別に行くつもりじゃなかったのだけれど、先日キッチンニューほしのの感謝セールに行ってしまった。なんというかカレーの食いたい日ってあるよね。そう思ったら一直線。
日曜なので市場内の卸売りは休みで閑散。普段はほしのも休日らしいが感謝デーは日曜にやるらしい。CBで乗り付けたら入口にちょっといかつい顔の店主らしき50代の人が白ワイシャツに黒のスラックスで入口脇に立っていて「ようこそいらっしゃいませ」と出迎えてくれた。何となく黒服(夜のお店の用心棒)っぽい気もしないでもないが、お客様をもてなそうという姿勢が清々しい。
11時台に来たのだが店内は盛況。運良く待たずにカウンター席に座れた。
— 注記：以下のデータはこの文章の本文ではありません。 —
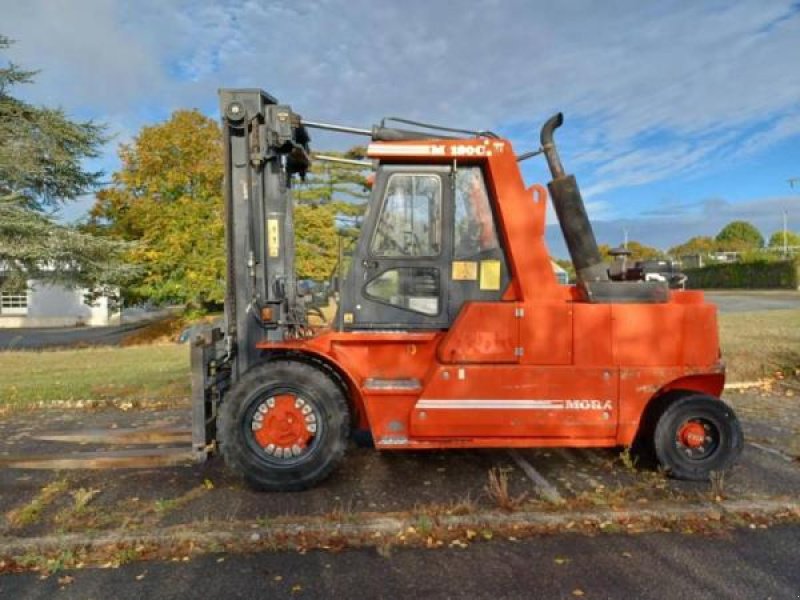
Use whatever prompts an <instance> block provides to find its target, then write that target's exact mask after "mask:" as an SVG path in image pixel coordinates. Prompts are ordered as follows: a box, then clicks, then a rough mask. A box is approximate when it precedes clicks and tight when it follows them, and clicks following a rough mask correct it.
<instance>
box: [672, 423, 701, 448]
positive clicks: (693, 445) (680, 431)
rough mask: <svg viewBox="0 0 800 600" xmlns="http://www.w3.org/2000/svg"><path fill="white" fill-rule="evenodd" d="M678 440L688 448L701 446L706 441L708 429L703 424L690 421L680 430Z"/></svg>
mask: <svg viewBox="0 0 800 600" xmlns="http://www.w3.org/2000/svg"><path fill="white" fill-rule="evenodd" d="M678 441H679V442H680V443H681V444H683V445H684V446H686V447H687V448H700V447H701V446H702V445H703V444H704V443H705V441H706V430H705V428H704V427H703V425H702V424H700V423H697V422H695V421H688V422H687V423H684V424H683V425H682V426H681V428H680V429H679V430H678Z"/></svg>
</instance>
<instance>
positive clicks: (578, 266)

この日はカツカレーのみの営業で、レギュラーかジャンボを選べてどちらも感謝デー価格500円(通常価格950円/レギュラー900円)。そうなるとジャンボを選んでしまう貧乏性。伝票のすぐ横に座っていたのだが、やっぱりJの文字が書かれているのがほとんどだった。ちなみにレギュラーでもカツの大きさは同じ。肉厚で上品な脂が乗った豚肉はそのままで食ってもジューシーで旨い。
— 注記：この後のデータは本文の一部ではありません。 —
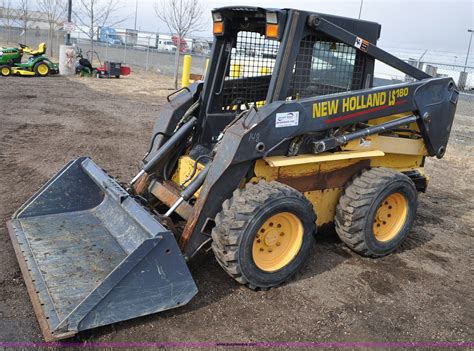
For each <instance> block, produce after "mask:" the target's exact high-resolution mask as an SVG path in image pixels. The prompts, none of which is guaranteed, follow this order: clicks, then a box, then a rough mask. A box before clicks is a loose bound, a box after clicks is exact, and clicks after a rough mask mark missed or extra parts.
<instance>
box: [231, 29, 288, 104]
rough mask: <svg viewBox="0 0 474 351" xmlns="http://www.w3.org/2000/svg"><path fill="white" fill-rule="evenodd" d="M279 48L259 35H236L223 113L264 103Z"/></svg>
mask: <svg viewBox="0 0 474 351" xmlns="http://www.w3.org/2000/svg"><path fill="white" fill-rule="evenodd" d="M279 47H280V42H278V41H276V40H268V39H266V38H265V36H263V35H261V34H259V33H255V32H246V31H241V32H238V33H237V41H236V45H235V47H233V48H232V51H231V56H230V64H229V67H228V70H227V72H226V75H225V83H224V91H223V107H222V109H223V110H234V109H236V106H237V105H239V106H241V105H245V104H248V105H251V104H257V105H259V106H260V105H263V104H264V103H265V98H266V96H267V92H268V87H269V85H270V79H271V75H272V72H273V67H274V66H275V59H276V56H277V54H278V49H279ZM242 107H243V106H242Z"/></svg>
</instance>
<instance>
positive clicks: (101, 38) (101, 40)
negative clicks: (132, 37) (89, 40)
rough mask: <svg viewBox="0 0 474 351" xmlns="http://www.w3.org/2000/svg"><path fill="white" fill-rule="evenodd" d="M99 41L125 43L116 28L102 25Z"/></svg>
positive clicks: (100, 41)
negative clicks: (112, 27)
mask: <svg viewBox="0 0 474 351" xmlns="http://www.w3.org/2000/svg"><path fill="white" fill-rule="evenodd" d="M99 41H100V42H101V43H107V44H109V45H123V41H122V38H121V37H120V36H119V35H118V34H117V31H116V30H115V28H112V27H101V28H100V30H99Z"/></svg>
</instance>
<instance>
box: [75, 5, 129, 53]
mask: <svg viewBox="0 0 474 351" xmlns="http://www.w3.org/2000/svg"><path fill="white" fill-rule="evenodd" d="M74 6H75V8H74V17H75V19H76V23H79V24H81V25H82V26H83V27H84V28H86V30H82V29H81V28H80V27H79V30H81V31H82V32H83V33H84V34H85V35H86V36H87V37H88V38H89V40H90V51H91V57H90V60H91V62H92V60H93V55H94V37H95V35H96V34H97V32H98V30H99V28H100V27H104V26H106V25H108V26H115V25H117V24H119V23H122V22H123V21H125V19H126V18H125V17H118V16H117V10H119V9H120V1H119V0H79V1H76V3H75V5H74Z"/></svg>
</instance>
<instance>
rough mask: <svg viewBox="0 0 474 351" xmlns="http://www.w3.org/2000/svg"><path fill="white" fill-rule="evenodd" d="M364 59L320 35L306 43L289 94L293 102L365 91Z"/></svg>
mask: <svg viewBox="0 0 474 351" xmlns="http://www.w3.org/2000/svg"><path fill="white" fill-rule="evenodd" d="M363 70H364V57H363V56H362V55H357V51H356V49H354V48H353V47H351V46H348V45H346V44H343V43H338V42H334V41H331V40H329V39H327V38H324V37H320V36H317V35H308V36H306V37H305V38H304V39H303V40H302V41H301V45H300V49H299V52H298V56H297V58H296V63H295V67H294V70H293V78H292V81H291V83H290V88H289V91H288V94H287V96H288V98H289V99H291V100H294V99H299V98H304V97H309V96H317V95H326V94H332V93H338V92H343V91H349V90H356V89H361V88H362V84H363Z"/></svg>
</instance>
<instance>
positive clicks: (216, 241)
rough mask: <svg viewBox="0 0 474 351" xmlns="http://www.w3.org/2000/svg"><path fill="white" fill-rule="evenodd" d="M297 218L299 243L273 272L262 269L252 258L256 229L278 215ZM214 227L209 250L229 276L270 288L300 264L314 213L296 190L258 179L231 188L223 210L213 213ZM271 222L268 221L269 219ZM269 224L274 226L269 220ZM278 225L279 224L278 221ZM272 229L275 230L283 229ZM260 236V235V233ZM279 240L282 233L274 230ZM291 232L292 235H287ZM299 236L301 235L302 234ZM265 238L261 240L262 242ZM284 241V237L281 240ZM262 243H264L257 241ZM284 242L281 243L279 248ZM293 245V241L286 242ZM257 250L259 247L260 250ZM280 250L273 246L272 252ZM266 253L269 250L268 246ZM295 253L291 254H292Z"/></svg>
mask: <svg viewBox="0 0 474 351" xmlns="http://www.w3.org/2000/svg"><path fill="white" fill-rule="evenodd" d="M288 214H289V216H290V218H293V216H294V218H297V219H298V220H299V221H297V223H299V224H298V226H299V227H298V228H299V231H298V233H300V234H298V235H299V242H301V244H300V245H301V246H298V248H297V249H295V250H294V251H293V252H295V253H294V254H293V253H292V254H291V255H290V256H286V257H291V258H290V259H291V260H289V261H288V262H287V263H284V266H282V268H279V269H277V270H274V271H269V270H262V269H261V268H259V267H258V266H257V264H256V263H255V261H254V257H253V252H252V250H253V248H254V240H255V241H256V242H260V241H258V239H257V238H256V234H257V232H258V231H259V230H260V231H261V230H262V225H264V224H266V223H268V221H267V220H268V219H270V218H275V217H274V216H275V215H278V216H282V215H284V216H288ZM215 220H216V226H215V227H214V229H213V230H212V239H213V243H212V249H213V251H214V254H215V257H216V259H217V262H218V263H219V264H220V265H221V267H222V268H223V269H224V271H226V272H227V273H228V274H229V275H230V276H231V277H233V278H234V279H235V280H237V281H238V282H239V283H241V284H246V285H247V286H248V287H250V288H251V289H264V290H266V289H269V288H272V287H275V286H277V285H280V284H282V283H283V282H285V281H287V280H288V279H289V278H290V277H291V276H293V275H294V274H295V273H296V272H297V271H298V270H299V269H300V268H301V266H302V265H303V263H304V262H305V260H306V259H307V257H308V256H309V254H310V252H311V249H312V246H313V241H314V239H313V234H314V231H315V230H316V226H315V222H316V216H315V214H314V210H313V206H312V205H311V203H310V202H309V201H308V200H307V199H306V198H305V197H304V196H303V195H302V194H301V193H300V192H298V191H296V190H295V189H293V188H291V187H289V186H286V185H284V184H281V183H278V182H270V183H268V182H266V181H260V182H259V183H258V184H247V186H246V188H245V189H243V190H241V189H237V190H235V191H234V194H233V196H232V198H230V199H228V200H226V201H224V203H223V205H222V211H221V212H220V213H219V214H218V215H217V216H216V219H215ZM270 221H271V220H270ZM269 225H273V224H272V223H271V222H270V223H269ZM277 225H278V228H280V224H277ZM272 230H274V231H276V232H278V231H280V230H282V229H277V227H276V226H275V229H270V230H268V232H267V234H265V235H267V236H268V235H270V233H272ZM260 235H262V234H260ZM273 235H274V237H277V239H276V242H274V244H275V245H277V246H280V244H279V242H278V240H281V239H283V235H284V234H283V233H279V235H280V236H282V238H280V237H279V236H278V234H275V233H273ZM290 235H294V234H290ZM301 236H302V237H301ZM265 240H266V239H264V240H263V241H264V242H266V241H265ZM284 241H285V240H284ZM256 245H263V244H256ZM286 245H287V244H285V243H283V244H282V247H285V246H286ZM289 245H294V244H289ZM259 250H260V251H264V250H262V248H260V249H259ZM278 250H280V249H277V248H276V249H275V253H276V252H277V251H278ZM268 252H269V253H271V251H270V249H268ZM293 255H294V256H293Z"/></svg>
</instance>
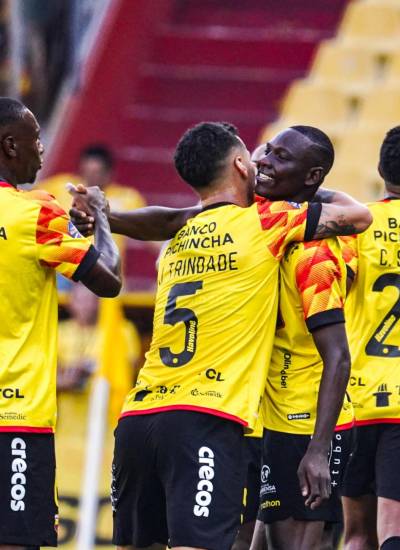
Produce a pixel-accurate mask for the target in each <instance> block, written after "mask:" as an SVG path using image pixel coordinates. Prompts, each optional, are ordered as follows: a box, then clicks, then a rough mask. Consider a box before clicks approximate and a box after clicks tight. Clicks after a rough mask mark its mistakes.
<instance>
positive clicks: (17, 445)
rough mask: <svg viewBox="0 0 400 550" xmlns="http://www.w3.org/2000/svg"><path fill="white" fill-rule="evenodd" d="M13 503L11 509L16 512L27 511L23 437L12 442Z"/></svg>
mask: <svg viewBox="0 0 400 550" xmlns="http://www.w3.org/2000/svg"><path fill="white" fill-rule="evenodd" d="M11 455H12V457H15V458H13V461H12V462H11V501H10V508H11V510H13V511H14V512H23V511H24V510H25V502H24V498H25V485H26V476H25V474H24V472H25V471H26V468H27V464H26V443H25V441H24V440H23V439H22V438H21V437H14V439H13V440H12V441H11Z"/></svg>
カウンター席だったので厨房の様子が見れたのだけれど、カツは作り置きせずに注文分だけ揚げていた。それに衣付けすら作り置きしいないで足りなくなった時点でその場で肉に塩コショウして衣付けしている。作り置きするとパン粉が余計な水分を吸って食感が悪くなるからだろう。でもカツカレーしかやらない日なのにこれってすごいこと。ワンコインで提供しても普段と同じく味に妥協していない。だからと言って客を待たせてもいいという殿様商売はしていない。衣付けしてカツを揚げる一連の動作に澱みがない。それに客の出入りや注文数に注意しながら次を予測し、手の空いたときに片付けや下準備をしている。慌てている様子はないが無駄な動きがないので手が早い。私は学生時代に厨房でバイトしていたこともあるのでこの凄さがよくわかる。
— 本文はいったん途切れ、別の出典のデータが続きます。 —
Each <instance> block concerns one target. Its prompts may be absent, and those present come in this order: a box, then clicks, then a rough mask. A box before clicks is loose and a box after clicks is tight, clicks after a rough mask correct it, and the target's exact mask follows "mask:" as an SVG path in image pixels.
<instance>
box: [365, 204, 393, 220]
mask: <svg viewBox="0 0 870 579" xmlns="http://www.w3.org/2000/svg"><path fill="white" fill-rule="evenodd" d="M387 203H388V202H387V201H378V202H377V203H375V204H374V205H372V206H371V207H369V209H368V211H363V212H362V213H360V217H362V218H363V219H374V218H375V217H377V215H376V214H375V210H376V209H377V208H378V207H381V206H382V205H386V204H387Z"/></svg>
カレーは中鍋でコトコト煮て保温鍋が空になったら補充していたが、空にした鍋にスープを足し、ヘラで鍋に残ったカレーを削ぎ落としていた。一見セコいとか汚いように見えるかもしれないが、心血注いで作ったソースはスプーン1杯ですら捨てないのが真の料理人。食べる側も敬意を払ってできる限り皿に残してはいけない。最近「俺は客だぞ? 金払ってるんだから残そうが何しようが勝手だろ?」という輩も多いが、そういうのは下品が服を着て歩いているだけ。肩ぶつかったらインネンつけるようなチンピラと同等。たとえ自分が優位にあっても料理人に敬意を払い、残さず「ごちそうさま」と言うのが紳士淑女のマナーだ。
都内のビルオーナーとホテルの最上階レストランで会食したことがあるが「残すともったいないから食べられるだけ注文しましょう」と言っていた。ケチだから金が貯まるというのもあるのだろうが、食べ物を残すというのはシェフへの冒涜というのもあると思う。皿にわずかに残ったものですら「ちゃんと食べて」と言われたが、英国超有名大学院卒のそのオーナーを卑しいと思う人は皆無だろう。これらは物や他人を気遣う余裕があるから自然にできること。心に余裕のないコンプレックスの塊みたいな輩が被害者根性でゴネ得する方がよっぽど卑しい。
さて、話が飛んだ。厨房内や給仕の間では先輩後輩の上下関係がしっかりしているようで、若いコックにカツの切り方など注意する料理長らしき人、注文を飛ばした若い男にやり方を注意するベテランぽいおばさんなど、目立たぬよう小声で先輩たちが指導しているのが見えた。客には笑顔で接しているが、裏ではピーンと緊張の糸が張り詰めているのが本物のプロ。客席にまで聞こえるような大きな音で調理や洗い物をしたり店員を怒鳴りつけている店や、アルバイトがマニュアル対応のおざなりサービスで私語ばかりという大手チェーン店のように、裏に回るといい加減なニセモノの店が多いが、そういった裏でも細かな気配りをして接客第一を考えている店にハズレはない。
カツを揚げるのに時間がかかるため、いつもよりだいぶ待たされたがようやくカレーが運ばれてきた。期待をこめてスプーンでひとすくい。うん、やっぱり旨いッ!